Pooled stocks and shares are a sensible choice - and investment trusts offer special advantages
INVESTMENT TRUSTS have been around for more than a century. The Foreign & Colonial Investment Trust, launched in 1868 as the world's first collective investment vehicle, raised pounds 1m to invest in government stocks of foreign countries and colonial territories. The prospectus said it aimed "to give the investor of moderate means the same advantages as the large capitalist... spreading the investment over a number of different stocks".
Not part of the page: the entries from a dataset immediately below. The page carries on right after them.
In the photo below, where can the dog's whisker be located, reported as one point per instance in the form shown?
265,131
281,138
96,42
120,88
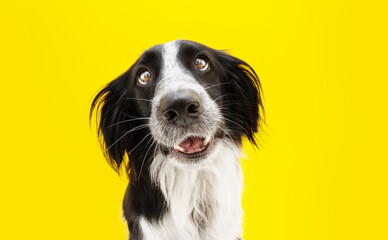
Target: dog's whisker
215,85
130,120
141,99
141,168
226,132
132,130
139,143
237,103
221,97
227,119
135,117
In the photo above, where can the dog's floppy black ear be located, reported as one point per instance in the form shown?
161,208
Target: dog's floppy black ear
245,113
111,108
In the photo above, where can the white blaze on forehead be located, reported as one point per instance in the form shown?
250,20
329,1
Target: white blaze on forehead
171,64
173,72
The principle of investment trusts is still the same. Like unit trusts and open-ended investment companies, they are pooled funds of stocks and shares from a wide range of issuers. But investment trusts are incorporated as quoted companies, and instead of buying a unit in a fund, investors buy shares in the company.

"Although [investment trusts] have been around for aeons, they've not been commonly used," says Fiona Price, an independent financial adviser. "They can be more volatile than unit trusts because of the discounts and premiums, which slightly complicates things."

Because they are closed-ended funds with a fixed amount of capital, no one can buy shares in an investment trust unless someone else is willing to sell. Therefore the share price fluctuates according to supply and demand, rather than reflecting the value of the underlying investments. So investment trusts often trade at either a discount or a premium to their net asset value (NAV).

At the moment, shares in such trusts are trading at an average discount of 14 per cent to their NAV, according to the Association of Investment Trust Companies. Some trusts specialising in the Far East are trading at a 44 per cent discount.

Gavin Haynes, investment officer at the IFAs Whitechurch Securities in Bristol, says this is one of the attractions. You hope to buy shares in a trust at a discount and increase your returns when the shares rise.

At least, that is the theory, he cautions. Investment trusts often appear attractive because of the discount to NAV, but rather than shrinking, as bargain-hunters hope, that discount may widen. Investment trusts that have performed badly have often been those previously trading at large discounts. Investment trusts can also be "geared" - borrowing money in order to invest. "Some gear themselves up to 20 per cent, so, effectively, they are investing 120 per cent of your money," says Mr Haynes. Though this may be good when there are lots of buying opportunities, it can exaggerate losses when times get tough.

The trusts have no restrictions on how they invest, unlike unit trusts. They can hold property as an investment, and also buy shares in unlisted companies. This is riskier, but gives fund managers more scope, which can mean higher returns.

Split capital investment trusts are a type of specialised investment trust that can be useful, for example, for school fees planning.

It is the low-risk, zero-dividend preference shares that tend to be used to invest for school fees. These shares pay no dividend, but are instead entitled to a fixed but relatively conservative return when the trust is wound up, and have first call on the trust's money.

But most commonly this type of trust holds capital and income shares. Capital shares, usually last in the pecking order, are much more risky than zeros, but stand to make higher returns if the trust does well. Income shares pay income from the dividends of all the shares held, but none of the capital growth.

Mr Haynes recommends Henderson Investors for their wide range of trusts, including The Bankers, a general international fund, and the specialist Strata, investing internationally in smaller companies. Fidelity is good for European and UK investment trusts.

Charges on investment trusts can be lower than those made on unit trusts, says Gavin Haynes. "On most occasions you can buy them direct through the group. They often take a small percentage as a dealing fee and most offer savings plans." With a savings plan you can often save as little as pounds 25 a month.

Fiona Price & Partners: 0171-430 0366; Whitechurch Securities: 0117 9442266; Association of Investment Trust Companies: 0171-431 5222

Investment Trusts

n Are closed-end investment funds, incorporated as public companies.

n Have no investment restrictions.

n Can borrow money to invest.

n Can be held tax-free as a PEP, subject to restrictions.

n More volatile than unit trusts.

n Usually have lower charges than unit trusts.

n Issue shares which often trade at a discount or premium to the value of their assets.

n Shares can be bought directly from the trust or through a stockbroker.